Era proprio quello che volevo fare con i miei racconti: mettere in fila le parole giuste, le immagini precise, ma anche la punteggiatura più efficace e più corretta, in modo che il lettore venisse trascinato dentro e coinvolto nella storia, e non potesse distogliere lo sguardo dal testo a meno che non gli andasse a fuoco la casa. (Questa citazione di Raymond Carver è tratta dal testo di A. Spadaro, Svolta di respiro. Spiritualità della vita contemporanea, Vita e Pensiero, Milano 2010, 120)

Già gli antichi - dei quali Orazio fu cantore eccelso - rammentavano che quando il dito indica la luna soltanto l'imbecille guarda il dito: de te fabula narratur ("è di te che si parla in questo racconto") campeggiava in calce ai loro racconti e alle loro favole. E' di te che si parla in questa parabola. Per chi guarda da fuori, la Grazia non è facile da capire: eppure il Regno di Dio è già dentro la storia, è un germe che misteriosamente si fa strada nei meandri oscuri dell'umano, un mistero che lotta in quello spazio intricato dove i fili del bene s'intrecciano inesorabilmente con i fili del male. Cresce, nonostante l'uomo: "dorma o vegli, di notte o di giorno, il seme germoglia e cresce. Come, egli stesso non lo sa". Nel grembo della storia giace la semente della bellezza: non sono gli uomini a farlo venire cosicché Dio libera la sua creatura da un affanno pesantissimo: non sta a lei garantire il successo del Regno di Dio, a lei spetta solamente l'annuncio e, quando sarà ora, la raccolta. A decidere il tempo della mietitura sarà il frutto: "quando il frutto è maturo, subito egli manda la falce, perché è arrivata la mietitura". E' il frutto che si regala all'uomo.

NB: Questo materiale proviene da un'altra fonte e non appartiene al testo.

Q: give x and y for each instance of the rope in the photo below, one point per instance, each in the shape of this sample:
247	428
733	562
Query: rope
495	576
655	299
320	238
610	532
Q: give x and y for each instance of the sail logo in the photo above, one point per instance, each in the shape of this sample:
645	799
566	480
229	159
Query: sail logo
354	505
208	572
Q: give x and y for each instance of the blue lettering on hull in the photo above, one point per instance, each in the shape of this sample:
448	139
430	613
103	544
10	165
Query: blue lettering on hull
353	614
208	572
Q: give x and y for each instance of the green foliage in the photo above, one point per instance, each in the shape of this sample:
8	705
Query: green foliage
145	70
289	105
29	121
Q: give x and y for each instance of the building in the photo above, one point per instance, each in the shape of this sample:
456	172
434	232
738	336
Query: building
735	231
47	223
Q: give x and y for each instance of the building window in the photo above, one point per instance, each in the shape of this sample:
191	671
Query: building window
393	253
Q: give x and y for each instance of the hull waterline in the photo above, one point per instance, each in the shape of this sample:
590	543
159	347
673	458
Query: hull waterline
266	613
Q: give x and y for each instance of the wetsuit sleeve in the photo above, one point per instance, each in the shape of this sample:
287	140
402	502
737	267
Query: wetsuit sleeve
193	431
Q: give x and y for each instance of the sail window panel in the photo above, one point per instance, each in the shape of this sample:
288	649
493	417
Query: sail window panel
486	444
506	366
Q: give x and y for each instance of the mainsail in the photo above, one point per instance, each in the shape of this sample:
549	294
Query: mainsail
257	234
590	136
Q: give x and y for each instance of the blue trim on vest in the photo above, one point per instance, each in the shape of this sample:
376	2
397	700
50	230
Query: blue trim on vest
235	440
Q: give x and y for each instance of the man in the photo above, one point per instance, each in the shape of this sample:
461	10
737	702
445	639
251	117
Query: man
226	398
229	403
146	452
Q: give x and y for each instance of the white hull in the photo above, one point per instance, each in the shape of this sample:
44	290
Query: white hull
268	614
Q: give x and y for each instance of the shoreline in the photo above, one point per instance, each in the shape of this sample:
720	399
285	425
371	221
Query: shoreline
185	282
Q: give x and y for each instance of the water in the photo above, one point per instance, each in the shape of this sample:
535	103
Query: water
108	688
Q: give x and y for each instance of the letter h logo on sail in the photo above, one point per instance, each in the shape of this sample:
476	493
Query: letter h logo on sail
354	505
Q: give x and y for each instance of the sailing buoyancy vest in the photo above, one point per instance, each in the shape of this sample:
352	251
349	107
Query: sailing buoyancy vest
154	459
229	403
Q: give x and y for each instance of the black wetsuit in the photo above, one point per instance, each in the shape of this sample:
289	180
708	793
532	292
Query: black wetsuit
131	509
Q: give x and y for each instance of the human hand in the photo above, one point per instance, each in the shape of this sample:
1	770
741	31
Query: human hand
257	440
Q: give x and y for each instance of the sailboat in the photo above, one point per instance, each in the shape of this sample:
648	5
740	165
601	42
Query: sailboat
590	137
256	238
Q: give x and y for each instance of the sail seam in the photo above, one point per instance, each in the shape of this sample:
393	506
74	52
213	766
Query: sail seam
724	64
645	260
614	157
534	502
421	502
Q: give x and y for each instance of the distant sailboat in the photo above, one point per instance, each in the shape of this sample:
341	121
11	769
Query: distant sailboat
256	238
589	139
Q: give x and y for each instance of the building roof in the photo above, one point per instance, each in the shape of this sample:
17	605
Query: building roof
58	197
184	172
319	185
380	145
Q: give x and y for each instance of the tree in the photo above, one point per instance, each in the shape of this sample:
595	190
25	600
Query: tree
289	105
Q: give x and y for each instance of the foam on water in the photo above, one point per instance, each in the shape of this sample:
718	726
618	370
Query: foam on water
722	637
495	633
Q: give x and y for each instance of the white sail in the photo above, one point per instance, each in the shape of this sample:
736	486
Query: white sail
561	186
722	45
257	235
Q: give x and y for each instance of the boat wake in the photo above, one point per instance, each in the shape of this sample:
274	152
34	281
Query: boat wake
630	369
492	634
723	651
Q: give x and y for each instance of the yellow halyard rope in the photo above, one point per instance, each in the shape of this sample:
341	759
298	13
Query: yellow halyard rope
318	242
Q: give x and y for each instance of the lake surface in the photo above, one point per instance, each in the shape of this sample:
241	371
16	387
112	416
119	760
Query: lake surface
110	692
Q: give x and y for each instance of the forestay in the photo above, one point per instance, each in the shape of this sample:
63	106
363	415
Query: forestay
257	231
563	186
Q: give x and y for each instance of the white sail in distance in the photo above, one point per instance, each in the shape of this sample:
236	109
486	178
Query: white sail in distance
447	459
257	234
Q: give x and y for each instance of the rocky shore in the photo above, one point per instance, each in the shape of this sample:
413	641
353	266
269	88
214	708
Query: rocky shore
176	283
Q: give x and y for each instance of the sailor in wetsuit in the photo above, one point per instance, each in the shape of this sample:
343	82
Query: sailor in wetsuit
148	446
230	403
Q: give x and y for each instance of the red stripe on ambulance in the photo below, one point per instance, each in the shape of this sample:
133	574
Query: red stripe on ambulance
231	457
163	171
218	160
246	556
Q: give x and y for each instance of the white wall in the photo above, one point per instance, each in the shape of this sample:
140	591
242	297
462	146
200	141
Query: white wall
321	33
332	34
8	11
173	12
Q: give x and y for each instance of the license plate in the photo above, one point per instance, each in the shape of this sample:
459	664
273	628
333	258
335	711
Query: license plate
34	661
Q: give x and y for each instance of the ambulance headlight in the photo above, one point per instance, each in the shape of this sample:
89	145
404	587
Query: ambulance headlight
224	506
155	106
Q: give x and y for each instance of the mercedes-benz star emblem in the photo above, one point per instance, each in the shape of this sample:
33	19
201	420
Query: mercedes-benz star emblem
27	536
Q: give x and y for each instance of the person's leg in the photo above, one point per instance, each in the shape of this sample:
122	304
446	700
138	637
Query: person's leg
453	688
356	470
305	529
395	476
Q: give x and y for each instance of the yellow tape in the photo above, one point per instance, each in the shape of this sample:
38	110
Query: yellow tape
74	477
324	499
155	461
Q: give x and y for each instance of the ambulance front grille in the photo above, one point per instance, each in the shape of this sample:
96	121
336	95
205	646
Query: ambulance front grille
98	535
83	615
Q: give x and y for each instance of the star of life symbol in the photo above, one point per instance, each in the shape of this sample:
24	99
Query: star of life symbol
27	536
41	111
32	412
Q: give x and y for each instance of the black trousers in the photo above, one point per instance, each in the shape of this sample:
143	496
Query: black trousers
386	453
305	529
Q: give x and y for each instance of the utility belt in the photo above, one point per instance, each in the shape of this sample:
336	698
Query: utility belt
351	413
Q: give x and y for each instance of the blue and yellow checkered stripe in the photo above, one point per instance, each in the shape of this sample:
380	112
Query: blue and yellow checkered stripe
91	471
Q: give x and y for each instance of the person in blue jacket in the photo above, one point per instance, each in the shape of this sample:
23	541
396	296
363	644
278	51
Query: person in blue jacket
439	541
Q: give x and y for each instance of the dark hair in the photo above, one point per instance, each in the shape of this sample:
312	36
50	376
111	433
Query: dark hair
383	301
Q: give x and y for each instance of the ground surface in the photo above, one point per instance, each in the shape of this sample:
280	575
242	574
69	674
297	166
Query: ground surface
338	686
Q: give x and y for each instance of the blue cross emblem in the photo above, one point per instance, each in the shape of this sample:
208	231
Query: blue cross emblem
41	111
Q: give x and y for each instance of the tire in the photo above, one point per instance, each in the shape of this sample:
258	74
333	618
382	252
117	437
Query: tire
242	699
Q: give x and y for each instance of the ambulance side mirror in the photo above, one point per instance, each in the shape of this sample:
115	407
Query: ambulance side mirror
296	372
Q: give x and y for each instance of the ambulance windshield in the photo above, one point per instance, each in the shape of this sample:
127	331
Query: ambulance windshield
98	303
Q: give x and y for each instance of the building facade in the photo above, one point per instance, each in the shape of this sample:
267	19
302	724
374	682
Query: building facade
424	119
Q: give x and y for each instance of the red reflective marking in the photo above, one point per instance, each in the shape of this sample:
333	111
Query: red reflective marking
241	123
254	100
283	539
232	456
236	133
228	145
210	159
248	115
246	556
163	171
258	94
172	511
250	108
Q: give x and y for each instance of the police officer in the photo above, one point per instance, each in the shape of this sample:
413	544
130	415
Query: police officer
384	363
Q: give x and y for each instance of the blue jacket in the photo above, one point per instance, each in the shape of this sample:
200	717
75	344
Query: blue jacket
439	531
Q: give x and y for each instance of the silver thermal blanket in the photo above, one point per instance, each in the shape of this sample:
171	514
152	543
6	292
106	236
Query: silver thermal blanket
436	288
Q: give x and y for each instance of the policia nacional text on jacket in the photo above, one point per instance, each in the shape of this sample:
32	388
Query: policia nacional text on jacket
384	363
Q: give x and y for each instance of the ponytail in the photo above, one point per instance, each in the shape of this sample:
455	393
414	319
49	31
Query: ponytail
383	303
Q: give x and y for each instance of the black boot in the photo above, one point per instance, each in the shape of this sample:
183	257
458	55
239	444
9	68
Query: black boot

Come metafora di un sogno è il Regno di Dio: nascosto e offuscato, silenzioso e inerme, fanciullesco e divino lentamente cresce, germoglia e s'accende. Perché Dio esiste: e questo ci basta per far impazzire il cuore. Esiste ma non sei tu: e questo ci basta per rilassarci e sentirci meno Dio. Perché nessuno riuscirà mai a spiegare come mai in un mondo in cui l'uomo sogna di diventare Dio, ci sia stato un Dio che un giorno abbia sognato di diventare uomo. Non per nulla questa storia - accesa sul ciglio delle labbra di un Rabbì Nazareno - è tacciata ancor oggi d'essere la storia più ambiziosa della terra.

Una storia raccontata in parabole di sementi e di fiori che sbocciano. Una storia a colori.